In a hole under the stairs there lived an author.
Do I have you interested? Having an effective opening line is an important part of every book and can be a determining factor in the tone and shape of a reader’s expectation of what’s to come. There’s a big difference between the opening line of a book and a visual medium such as a movie. When you write a book there’s a large amount of both time and emotional investment. It’s not a social activity and can take hundreds of hours to produce. You have to engage the reader instantly or they may move onto something else that spikes their attention. A reader may have the attention span to sit through a more well-known author but when it comes to an unknown author (this maybe you) you have to get their attention from the start and run with it.
An effective opening…
It pays to put the effort into the opening chapters. Okay, it pays to put effort into all chapters, but what I mean is the content of the story’s beginning must be important. Fill these chapters with intrigue, characterisation, and adventure. Things have changed since the authors of old and pages of history and back story are not something that are well received in modern literature. These elements should be woven seamlessly into the narrative by integrating them into the story and spreading the information out over many chapters. This makes it easier for the reader to stay engaged and easily absorb information about the characters and their world.

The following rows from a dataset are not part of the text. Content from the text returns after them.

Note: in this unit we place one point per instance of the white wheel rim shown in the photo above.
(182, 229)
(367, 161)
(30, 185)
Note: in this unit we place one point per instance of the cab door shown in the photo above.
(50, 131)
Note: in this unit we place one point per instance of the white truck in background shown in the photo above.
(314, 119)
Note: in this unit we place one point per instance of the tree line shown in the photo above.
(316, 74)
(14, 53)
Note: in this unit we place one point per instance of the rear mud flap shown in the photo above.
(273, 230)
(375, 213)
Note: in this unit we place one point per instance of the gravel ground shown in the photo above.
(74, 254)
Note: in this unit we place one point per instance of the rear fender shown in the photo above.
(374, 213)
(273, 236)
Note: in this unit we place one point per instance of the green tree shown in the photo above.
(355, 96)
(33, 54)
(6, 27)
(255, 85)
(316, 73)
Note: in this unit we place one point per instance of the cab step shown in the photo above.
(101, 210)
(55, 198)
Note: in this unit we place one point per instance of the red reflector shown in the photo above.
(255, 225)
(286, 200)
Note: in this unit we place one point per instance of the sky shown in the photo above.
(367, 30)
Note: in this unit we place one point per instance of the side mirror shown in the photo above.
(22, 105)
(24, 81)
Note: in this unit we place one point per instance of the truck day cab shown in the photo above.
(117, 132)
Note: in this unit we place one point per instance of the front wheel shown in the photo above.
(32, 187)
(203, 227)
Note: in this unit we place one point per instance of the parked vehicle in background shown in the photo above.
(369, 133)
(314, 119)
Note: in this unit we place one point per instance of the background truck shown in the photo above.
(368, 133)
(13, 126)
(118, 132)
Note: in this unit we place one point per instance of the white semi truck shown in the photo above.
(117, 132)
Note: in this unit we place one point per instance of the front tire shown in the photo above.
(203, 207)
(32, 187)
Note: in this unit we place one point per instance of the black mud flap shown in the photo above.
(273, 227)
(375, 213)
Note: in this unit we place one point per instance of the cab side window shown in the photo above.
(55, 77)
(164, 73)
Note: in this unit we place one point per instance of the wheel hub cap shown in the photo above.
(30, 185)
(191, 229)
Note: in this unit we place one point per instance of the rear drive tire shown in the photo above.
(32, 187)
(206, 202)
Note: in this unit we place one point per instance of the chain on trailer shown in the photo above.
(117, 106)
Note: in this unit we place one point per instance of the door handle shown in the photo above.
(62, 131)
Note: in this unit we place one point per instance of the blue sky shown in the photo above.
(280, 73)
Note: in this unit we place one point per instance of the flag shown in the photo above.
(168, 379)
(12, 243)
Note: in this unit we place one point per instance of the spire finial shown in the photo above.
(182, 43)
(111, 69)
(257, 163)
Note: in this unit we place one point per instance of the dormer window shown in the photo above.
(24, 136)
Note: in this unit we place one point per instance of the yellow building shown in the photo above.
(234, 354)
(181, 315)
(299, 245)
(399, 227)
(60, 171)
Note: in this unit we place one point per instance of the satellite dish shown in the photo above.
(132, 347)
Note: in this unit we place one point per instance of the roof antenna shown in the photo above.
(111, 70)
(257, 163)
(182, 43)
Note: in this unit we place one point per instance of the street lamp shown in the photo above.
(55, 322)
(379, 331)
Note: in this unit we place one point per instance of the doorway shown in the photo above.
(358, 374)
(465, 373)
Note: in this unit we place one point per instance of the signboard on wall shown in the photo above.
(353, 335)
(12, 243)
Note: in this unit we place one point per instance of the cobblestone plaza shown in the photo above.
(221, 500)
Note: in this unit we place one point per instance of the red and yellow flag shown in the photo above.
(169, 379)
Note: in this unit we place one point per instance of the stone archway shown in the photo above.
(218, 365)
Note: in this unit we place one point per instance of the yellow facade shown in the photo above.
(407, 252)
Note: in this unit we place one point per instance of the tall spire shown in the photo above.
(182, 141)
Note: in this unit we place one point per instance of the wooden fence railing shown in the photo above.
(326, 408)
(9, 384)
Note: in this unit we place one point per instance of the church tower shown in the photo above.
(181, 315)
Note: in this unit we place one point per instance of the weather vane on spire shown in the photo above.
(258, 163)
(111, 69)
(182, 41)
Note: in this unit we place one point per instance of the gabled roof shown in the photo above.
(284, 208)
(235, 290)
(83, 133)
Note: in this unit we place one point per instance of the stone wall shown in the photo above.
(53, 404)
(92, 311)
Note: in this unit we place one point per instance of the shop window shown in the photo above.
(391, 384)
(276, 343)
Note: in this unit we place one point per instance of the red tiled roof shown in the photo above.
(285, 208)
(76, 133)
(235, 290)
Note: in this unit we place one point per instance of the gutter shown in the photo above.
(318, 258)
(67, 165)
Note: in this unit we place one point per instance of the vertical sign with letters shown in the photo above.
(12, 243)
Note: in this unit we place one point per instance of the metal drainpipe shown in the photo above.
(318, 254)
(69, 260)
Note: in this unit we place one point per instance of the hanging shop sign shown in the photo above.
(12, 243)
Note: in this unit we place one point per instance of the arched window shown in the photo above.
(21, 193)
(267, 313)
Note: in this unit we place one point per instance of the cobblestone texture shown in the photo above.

There are many ways to start. For example, you can introduce your protagonist by showing a core personality trait or defining character moment, not how they look. Start with their motive and weave their looks into the narrative. What not to do is kill the character off in chapter two, whom you have just established. Don’t cheat your readers.
What to avoid?
Things to avoid? Starting with characters talking about the weather, or boring mundane things. You will have difficulty establishing the correct tone and atmosphere of your work, unless this is your story’s tone. An issue I had in my early days of writing was writing in a visual form. I can laugh at my work now but I also can see that this doesn’t work.
Context is also an important part to consider when writing. A shock value scene or death in the opening chapter my not have any weight because the reader hasn’t had time to learn about or grow attached to the protagonist yet.
Another way is starting with a prologue. If you do choose this, it should have a direct effect on the majority of the story. Characters and events can be in the past, but not always faded into history. Keep it relevant and you may have a strong start. Pique the interest of your reader and keep them engaged for the whole book. Happy writing.